16:28. A ty widzisz jakiś problem? Jeśli ci chodzi o to, żeby wszyscy w twojej obecności chodzili na palcach, to się wybierz do teatru na "Jezioro łabędzie" Czajkowskiego, albo zbuduj sobie domek po lasem(polecam Bieszczady) i tam się przeprowadź. Napisz do nas czasem:):)
zawsze mozesz tak
postaw sobie ekran akustyczny
I znowu źle...
To na swojej działce też nie wolno się dzieciom bawić?
Jacy jesteście ludzie podli...
Nieszczęśliwe dziwaki, ja im szczerze współczuję. Gdyby miały mnie denerwować dzieci sąsiadów to bym się wyprowadziła do lasu. Autorzy tych wątków są żałośni i psychiatra się kłania.
Wyprowadź się, bo pewnie nieźle taki zgryźliwiec przeszkadza sąsiadom. Mam dorosłe dzieci, ale maluszki hałasujące mi nigdy nie przeszkadzały. Sama też byłam dzieckiem. Do lasu dziwolągu.

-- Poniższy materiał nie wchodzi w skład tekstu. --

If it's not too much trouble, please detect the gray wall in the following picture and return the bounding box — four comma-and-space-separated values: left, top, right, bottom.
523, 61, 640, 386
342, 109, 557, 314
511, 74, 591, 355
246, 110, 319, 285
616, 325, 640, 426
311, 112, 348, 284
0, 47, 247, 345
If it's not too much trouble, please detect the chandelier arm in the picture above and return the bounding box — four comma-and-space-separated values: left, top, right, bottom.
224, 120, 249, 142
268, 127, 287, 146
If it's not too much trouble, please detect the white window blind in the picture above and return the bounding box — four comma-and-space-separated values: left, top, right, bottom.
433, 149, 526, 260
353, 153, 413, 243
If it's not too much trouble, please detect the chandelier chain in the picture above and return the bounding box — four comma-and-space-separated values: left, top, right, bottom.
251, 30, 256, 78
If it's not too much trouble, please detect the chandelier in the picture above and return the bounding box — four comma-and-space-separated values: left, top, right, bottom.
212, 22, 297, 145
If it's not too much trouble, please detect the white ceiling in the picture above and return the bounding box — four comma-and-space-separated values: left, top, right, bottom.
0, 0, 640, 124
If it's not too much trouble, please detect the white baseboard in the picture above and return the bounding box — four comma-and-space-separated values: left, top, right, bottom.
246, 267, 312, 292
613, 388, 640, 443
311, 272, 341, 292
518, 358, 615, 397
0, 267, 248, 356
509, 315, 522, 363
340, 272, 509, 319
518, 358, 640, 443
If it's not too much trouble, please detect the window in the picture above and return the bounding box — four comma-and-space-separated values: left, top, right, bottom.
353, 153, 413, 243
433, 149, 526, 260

Popieram gości z 18:23 i18:34. Bardziej od głośno bawiących się dzieci denerwuje mnie sąsiad codziennie pijany i szukający zaczepki.
18:58 i inni tu nie chodzi o języku dzieci, bo gwaru po jakimś czasie już nie słychać, ucho się przyzwyczaja. Logiczne, że dzieciaki głośno się zachowuja, bo tak było jest i będzie, ale chodzi o słownictwo. Są wulgarni, niszczą, brudzą. Najgorsze jest to, że rodzice nie zwracają na to uwagi. Co się zresztą dziwić, jak niektóre przy dzieciach i do dzieci ,,mięsem rzucają,,.
O to właśnie mi chodzi, brak opieki nad tymi dzieciakami i jakiejkolwiek dyscypliny. Bo skoro matka siedzi na ławce i nie reaguje na zachowanie swojego dziecka,nawet uwagi nie zwróci,to niby kto ma to za nią zrobić. Obca osoba? Myślałam,że dotrze coś do tych mamusiek,ale widzę bez szans. Najlepiej,jakby ktoś im te dzieci wychował i podrzucił! Bo księżniczki nawet na to czasu nie mają. Zajmują się plotkowaniem i piciem piwa.
Za 1500 to łuna do roboty nie pojdzie, ale do mopsu pierwsza
A ty i do mopsu i do roboty, stąd taki nieszczęśliwy, że dzieci przeszkadzają.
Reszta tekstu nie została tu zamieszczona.